Photos contributed by Bill Jenkins
By Bryanna Allen-Rickstad

Plump flakes fall with ease as they blanket the ground in a sea of white. The stunning silence is broken by a sudden SWISH of skis and a wall of powder. 

Eric Nichols, who spends summers on Lake Bomoseen, also finds the time to make trips to the area in the winter to visit the abandoned Birdseye Ski Resort.

Nichols hikes the overgrown slopes; his skis strapped to his back, boots slung over his shoulder. It’s a hefty effort to enjoy a few short minutes of backcountry skiing. 

“I love the tranquility of this old place,” said Nichols, munching on a Clif Bar. “It has a lonely but peaceful atmosphere to it.”

The resort was not always so lonesome. Built in 1961 by Bill Jenkins, it boasted a total of two lifts and six trails. For several years, the business thrived. Although small, it offered night skiing and was one of only three ski resorts in the region to have snowmaking equipment, said Jeremy Davis,  founder of the New England Lost Ski Areas Project.

However, the resort was soon to see a turn of fate. A board of directors insisted on removing the snow making machine and adding another, larger, extremely expensive lift in its place. 

The next two winters brought very little snow and the resort did not generate enough income to pay debt on the new lift, forcing it to close, Davis said. 

For several years following the resort’s demise, there were attempts to keep it an active part of the community through camping and events including ATV and sledding races.

But the place slowly began to dissolve. The people stopped coming and the surrounding woods began to take over. For years the land sat undisturbed, while the trails grew over and the ski equipment rusted. 

Davis feels a connection with the old resort, and hopes that one day it may come back to life. 

“I always love to see lost areas come back in some form or another,” said Davis. “But I’m not expecting it….it should just be appreciated as local history.”

But life did start to return to the old place. 

Several years ago, Castleton State College professor Steve Lulek started taking his Winter Mountaineering class on overnight trips up Birdseye. The students loved it.

“It was great to be in this old, hidden place that no one knows about,” said Henry Wilton, a mountaineering student. “It’s kinda sad that it’s been forgotten about … but also kinda great.”

Even though Birdseye Mountain sees only the annual college class and the occasional hiker, it is still a part of the town’s history and Davis would be willing to bring more light to the “little lost resort.” 

“If anyone wants to see it come alive again, it might be something we could do as a community.” 

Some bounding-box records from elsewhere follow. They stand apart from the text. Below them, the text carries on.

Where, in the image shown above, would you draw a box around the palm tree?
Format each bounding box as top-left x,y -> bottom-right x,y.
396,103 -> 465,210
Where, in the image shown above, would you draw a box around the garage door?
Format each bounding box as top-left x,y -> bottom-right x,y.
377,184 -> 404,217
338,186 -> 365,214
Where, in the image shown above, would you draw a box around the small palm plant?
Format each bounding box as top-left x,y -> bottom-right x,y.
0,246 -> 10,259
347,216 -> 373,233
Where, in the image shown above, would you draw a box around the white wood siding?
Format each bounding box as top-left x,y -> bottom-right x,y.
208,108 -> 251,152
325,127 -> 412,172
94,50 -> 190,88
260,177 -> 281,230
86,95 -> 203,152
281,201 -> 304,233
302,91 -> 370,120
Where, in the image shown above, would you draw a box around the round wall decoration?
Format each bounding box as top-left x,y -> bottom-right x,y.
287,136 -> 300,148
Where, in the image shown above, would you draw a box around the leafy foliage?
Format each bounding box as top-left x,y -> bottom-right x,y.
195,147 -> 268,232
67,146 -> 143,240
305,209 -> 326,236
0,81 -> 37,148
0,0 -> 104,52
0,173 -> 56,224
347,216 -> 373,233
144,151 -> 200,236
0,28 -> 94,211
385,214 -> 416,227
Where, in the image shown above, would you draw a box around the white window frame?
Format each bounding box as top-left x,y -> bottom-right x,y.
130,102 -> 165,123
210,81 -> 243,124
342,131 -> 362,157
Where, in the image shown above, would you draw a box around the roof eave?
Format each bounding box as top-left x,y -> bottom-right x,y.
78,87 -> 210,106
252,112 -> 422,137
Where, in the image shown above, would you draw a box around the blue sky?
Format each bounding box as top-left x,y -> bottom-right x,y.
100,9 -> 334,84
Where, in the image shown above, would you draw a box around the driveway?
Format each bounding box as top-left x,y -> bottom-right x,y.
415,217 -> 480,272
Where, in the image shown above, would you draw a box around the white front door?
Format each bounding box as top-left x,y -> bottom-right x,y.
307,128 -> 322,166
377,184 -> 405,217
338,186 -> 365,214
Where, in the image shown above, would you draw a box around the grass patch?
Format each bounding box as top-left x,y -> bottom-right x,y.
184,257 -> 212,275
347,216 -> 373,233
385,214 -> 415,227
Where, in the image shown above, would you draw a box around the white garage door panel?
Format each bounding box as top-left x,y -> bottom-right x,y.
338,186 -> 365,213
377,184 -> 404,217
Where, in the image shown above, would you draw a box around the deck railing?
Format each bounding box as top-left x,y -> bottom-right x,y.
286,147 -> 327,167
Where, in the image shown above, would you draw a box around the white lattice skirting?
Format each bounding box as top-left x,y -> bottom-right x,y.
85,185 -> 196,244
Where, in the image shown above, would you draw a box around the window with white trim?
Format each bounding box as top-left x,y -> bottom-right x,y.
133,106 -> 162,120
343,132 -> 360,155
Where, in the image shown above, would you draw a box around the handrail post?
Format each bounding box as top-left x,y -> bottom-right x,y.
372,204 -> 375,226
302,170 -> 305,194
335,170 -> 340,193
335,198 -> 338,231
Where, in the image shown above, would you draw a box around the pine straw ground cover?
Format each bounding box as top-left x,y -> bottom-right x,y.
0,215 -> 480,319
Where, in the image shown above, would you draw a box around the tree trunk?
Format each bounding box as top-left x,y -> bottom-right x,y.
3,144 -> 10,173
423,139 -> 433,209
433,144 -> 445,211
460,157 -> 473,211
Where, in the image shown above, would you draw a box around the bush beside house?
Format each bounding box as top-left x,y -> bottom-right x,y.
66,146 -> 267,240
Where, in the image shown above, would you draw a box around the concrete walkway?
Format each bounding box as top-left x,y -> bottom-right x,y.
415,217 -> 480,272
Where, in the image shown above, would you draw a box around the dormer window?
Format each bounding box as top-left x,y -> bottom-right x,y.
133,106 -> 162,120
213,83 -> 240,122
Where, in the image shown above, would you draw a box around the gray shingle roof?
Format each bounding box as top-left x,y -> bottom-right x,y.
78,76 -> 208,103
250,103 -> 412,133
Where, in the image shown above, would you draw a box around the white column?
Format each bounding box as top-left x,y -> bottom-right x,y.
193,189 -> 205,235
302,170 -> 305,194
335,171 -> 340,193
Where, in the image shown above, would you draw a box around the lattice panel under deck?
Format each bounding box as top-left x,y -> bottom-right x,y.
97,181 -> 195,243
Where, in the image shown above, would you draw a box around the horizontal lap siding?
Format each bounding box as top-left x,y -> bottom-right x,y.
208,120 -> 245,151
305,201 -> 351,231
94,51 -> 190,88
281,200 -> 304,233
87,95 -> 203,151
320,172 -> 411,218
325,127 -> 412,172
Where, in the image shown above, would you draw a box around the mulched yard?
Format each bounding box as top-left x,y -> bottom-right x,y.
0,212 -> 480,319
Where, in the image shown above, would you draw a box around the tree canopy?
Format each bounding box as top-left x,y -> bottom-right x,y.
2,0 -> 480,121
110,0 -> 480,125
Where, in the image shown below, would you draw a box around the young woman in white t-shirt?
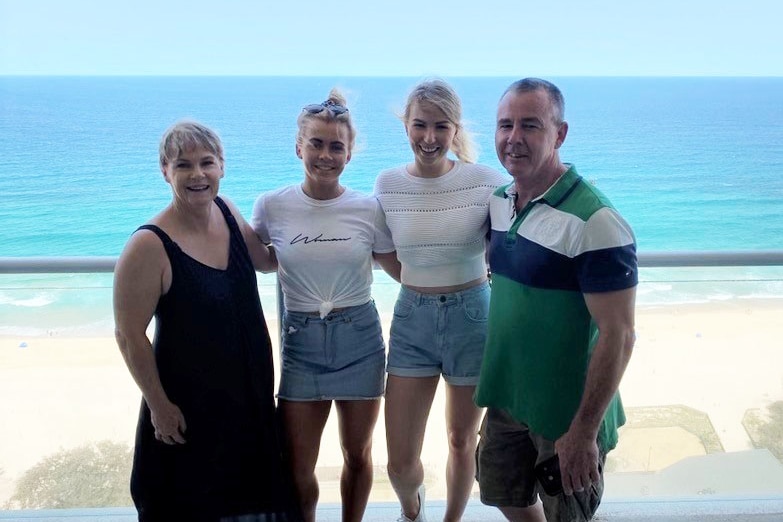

Photos contributed by Bill Jenkins
Chuck Arnold
3/25/2013 01:04:06 am

The current owner is a good friend of mine and has expressed on many occasions that he would like to start a camping and ATV friendly recreation area. It was also mentioned that it would be nice to get the old snowmachine races going again. I hear that was quite the attraction back several years ago.
Indeed, Bird Mountain and the area now known as Birdseye is a wonderful area with many spectacular views and an abundance of wildlife.